Washing quickly, I step out of the shower and finish getting ready, wanting to get a head start on the day.

As I am drying myself, the door pushes open as Casen steps into the bathroom. He starts the shower as I dry my now very grown out hair. I need to remember to cut it, yet a haircut is the last thing on my mind.

“This Alpha we are meeting today, what is his name again?” Casen asks as I reach for my gel under the sink. I open the lid and rub some on my hands before smoothing it through my hair.

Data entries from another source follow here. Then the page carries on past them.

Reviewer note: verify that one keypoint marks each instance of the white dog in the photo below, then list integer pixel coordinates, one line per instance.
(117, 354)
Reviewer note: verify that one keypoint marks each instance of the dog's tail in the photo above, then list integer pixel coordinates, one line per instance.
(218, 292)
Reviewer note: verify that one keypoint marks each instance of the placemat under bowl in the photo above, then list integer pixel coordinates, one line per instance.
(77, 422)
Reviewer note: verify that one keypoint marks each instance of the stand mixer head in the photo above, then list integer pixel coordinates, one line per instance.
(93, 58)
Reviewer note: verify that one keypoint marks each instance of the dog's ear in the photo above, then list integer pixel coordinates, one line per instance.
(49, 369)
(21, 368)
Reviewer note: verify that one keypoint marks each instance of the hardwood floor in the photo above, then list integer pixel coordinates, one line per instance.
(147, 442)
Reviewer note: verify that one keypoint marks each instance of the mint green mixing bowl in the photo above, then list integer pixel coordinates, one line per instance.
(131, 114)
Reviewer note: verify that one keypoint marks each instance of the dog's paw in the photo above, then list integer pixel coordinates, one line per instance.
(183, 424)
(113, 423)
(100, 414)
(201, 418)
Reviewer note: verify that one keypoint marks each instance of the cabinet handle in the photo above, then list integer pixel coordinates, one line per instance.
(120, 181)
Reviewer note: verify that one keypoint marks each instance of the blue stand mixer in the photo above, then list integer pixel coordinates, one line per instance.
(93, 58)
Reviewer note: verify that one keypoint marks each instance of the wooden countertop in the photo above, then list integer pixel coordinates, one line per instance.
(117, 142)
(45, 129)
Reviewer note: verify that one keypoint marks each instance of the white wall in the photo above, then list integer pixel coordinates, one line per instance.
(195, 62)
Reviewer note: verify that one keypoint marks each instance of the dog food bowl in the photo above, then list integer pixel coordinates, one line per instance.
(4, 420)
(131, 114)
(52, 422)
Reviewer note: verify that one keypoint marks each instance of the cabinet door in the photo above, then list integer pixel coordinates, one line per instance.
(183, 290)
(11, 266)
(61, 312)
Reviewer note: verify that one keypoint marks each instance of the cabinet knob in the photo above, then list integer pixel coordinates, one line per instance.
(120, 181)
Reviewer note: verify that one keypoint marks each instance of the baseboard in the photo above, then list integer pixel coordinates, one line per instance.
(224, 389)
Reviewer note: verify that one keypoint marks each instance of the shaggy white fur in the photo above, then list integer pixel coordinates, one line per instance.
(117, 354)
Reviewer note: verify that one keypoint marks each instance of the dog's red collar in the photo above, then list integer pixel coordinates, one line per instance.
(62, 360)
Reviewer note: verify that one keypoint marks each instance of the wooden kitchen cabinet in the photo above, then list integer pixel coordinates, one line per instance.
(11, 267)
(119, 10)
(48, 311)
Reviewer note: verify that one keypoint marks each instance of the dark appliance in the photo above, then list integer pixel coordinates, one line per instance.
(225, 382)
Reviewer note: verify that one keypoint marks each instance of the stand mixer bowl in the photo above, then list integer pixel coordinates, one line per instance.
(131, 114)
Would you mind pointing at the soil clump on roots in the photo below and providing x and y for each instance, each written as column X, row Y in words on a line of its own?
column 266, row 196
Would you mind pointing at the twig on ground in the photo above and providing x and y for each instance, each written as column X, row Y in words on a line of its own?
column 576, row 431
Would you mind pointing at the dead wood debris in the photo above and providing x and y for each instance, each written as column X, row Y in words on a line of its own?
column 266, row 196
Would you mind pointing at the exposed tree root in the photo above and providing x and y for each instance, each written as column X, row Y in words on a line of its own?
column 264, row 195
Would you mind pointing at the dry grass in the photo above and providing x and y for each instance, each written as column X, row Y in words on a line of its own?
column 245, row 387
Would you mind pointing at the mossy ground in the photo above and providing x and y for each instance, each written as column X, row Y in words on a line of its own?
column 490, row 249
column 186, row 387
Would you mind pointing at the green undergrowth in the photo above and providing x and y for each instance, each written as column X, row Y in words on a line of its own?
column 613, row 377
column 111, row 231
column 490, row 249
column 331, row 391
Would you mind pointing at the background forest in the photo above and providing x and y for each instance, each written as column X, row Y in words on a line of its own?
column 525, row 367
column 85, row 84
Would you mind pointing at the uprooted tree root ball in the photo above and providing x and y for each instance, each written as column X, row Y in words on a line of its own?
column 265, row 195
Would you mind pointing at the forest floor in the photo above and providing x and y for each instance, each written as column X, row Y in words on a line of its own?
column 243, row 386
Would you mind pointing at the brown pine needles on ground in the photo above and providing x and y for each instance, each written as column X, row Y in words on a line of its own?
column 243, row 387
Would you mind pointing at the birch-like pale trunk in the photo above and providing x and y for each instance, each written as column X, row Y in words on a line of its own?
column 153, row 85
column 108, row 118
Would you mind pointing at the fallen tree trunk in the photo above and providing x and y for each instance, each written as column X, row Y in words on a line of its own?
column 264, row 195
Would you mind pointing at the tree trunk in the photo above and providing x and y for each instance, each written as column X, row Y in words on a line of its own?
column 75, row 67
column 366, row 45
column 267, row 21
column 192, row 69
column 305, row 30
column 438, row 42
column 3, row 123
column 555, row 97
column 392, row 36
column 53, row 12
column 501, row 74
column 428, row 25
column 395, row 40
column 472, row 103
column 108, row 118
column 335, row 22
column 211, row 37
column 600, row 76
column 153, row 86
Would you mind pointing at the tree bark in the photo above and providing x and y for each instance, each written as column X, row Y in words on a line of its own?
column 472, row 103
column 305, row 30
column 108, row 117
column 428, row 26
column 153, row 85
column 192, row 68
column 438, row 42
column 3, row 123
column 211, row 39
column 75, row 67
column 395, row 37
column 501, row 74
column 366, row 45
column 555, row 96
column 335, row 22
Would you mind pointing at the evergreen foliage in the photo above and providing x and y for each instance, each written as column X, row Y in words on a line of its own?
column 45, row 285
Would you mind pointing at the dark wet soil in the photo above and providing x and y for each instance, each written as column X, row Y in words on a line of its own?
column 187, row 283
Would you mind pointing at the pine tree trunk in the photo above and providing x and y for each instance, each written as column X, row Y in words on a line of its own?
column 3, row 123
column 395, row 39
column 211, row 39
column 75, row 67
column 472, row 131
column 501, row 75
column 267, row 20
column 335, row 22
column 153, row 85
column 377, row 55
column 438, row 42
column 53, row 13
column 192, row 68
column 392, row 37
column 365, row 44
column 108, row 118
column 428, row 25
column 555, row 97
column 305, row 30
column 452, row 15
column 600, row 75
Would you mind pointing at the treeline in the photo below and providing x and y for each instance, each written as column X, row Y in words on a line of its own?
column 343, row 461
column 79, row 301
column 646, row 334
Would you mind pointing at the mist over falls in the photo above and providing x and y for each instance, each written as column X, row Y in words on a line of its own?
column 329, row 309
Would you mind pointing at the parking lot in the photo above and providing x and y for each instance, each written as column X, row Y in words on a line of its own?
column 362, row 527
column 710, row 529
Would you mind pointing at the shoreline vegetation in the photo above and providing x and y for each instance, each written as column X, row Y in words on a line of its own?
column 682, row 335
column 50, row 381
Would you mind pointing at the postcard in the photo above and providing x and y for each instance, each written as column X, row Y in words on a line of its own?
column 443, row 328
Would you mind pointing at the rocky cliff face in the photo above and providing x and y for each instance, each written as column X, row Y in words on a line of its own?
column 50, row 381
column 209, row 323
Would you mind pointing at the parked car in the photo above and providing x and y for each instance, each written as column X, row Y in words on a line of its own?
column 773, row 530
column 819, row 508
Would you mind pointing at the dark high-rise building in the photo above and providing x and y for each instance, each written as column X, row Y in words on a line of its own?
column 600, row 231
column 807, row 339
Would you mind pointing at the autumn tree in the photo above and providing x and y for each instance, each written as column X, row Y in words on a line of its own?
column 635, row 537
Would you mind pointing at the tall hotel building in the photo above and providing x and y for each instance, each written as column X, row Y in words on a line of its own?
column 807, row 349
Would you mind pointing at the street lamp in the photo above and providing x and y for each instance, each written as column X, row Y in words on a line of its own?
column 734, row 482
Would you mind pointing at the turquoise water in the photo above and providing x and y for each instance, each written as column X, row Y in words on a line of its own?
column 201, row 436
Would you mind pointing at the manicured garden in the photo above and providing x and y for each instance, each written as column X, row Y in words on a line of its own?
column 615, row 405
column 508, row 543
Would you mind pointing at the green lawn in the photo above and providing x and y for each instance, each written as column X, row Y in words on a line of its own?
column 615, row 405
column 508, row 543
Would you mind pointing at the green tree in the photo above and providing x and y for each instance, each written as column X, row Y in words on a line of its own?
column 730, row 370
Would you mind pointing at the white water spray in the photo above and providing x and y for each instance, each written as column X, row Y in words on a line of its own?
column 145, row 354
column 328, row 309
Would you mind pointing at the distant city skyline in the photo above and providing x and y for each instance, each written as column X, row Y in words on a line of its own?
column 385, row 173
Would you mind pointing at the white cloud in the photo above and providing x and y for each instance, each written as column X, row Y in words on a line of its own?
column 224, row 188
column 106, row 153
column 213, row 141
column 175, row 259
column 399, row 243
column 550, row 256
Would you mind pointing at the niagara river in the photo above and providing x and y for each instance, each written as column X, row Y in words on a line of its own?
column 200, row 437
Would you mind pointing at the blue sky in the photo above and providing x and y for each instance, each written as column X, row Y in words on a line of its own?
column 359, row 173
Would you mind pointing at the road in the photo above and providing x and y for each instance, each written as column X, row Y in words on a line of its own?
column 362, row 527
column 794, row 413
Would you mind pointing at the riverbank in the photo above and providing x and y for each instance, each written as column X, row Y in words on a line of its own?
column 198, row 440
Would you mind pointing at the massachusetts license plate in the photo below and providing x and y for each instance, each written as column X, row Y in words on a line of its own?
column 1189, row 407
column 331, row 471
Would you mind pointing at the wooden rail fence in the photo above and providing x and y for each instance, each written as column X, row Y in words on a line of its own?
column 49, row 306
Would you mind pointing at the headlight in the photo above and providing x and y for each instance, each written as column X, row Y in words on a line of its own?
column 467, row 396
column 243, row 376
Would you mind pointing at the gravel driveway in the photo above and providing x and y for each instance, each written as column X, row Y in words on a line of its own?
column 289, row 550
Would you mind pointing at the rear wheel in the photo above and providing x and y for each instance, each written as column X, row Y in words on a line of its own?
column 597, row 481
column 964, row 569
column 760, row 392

“Alpha Satish,” I reply, frowning slightly.

“Ah, he is the one with the all male pack, right?” Casen muses.

“Yep, not much is known about him since he took over after his father killed all the women. Apparently, his pack keeps to themselves, Mom told me he never attends Alpha meetings and that the entire pack lives off grid.” I frown at my own words, this pack sounded suspicious as hell and I am not even there yet.

“Great, fucking hillbilly’s,” Casen mutters, and I chuckle.

“Sounds like it,” I laugh, wishing Mom could give me more answers than that. I hated how cryptic she was. She's always paranoid about changing the future or altering by telling too much. Yet from my standpoint and if the past four years were any indication, the future doesn’t sound too great for my mate. Was it worth it? Letting my mate suffer just so the future doesn't change? I didn't think so. I wish Mom saw that, saw the suffering I am going through, if not my mate's.

I was sick of hearing her mumbo jumbo on fates and her obligations as Moon Goddess. She is a Moon Goddess yet can’t even help her son find his own mate who spends everyday being tortured one way or another. Didn't sound fair to me, no matter how I look at it, that's why I took this into my own hands. I'll find her, one way, or another.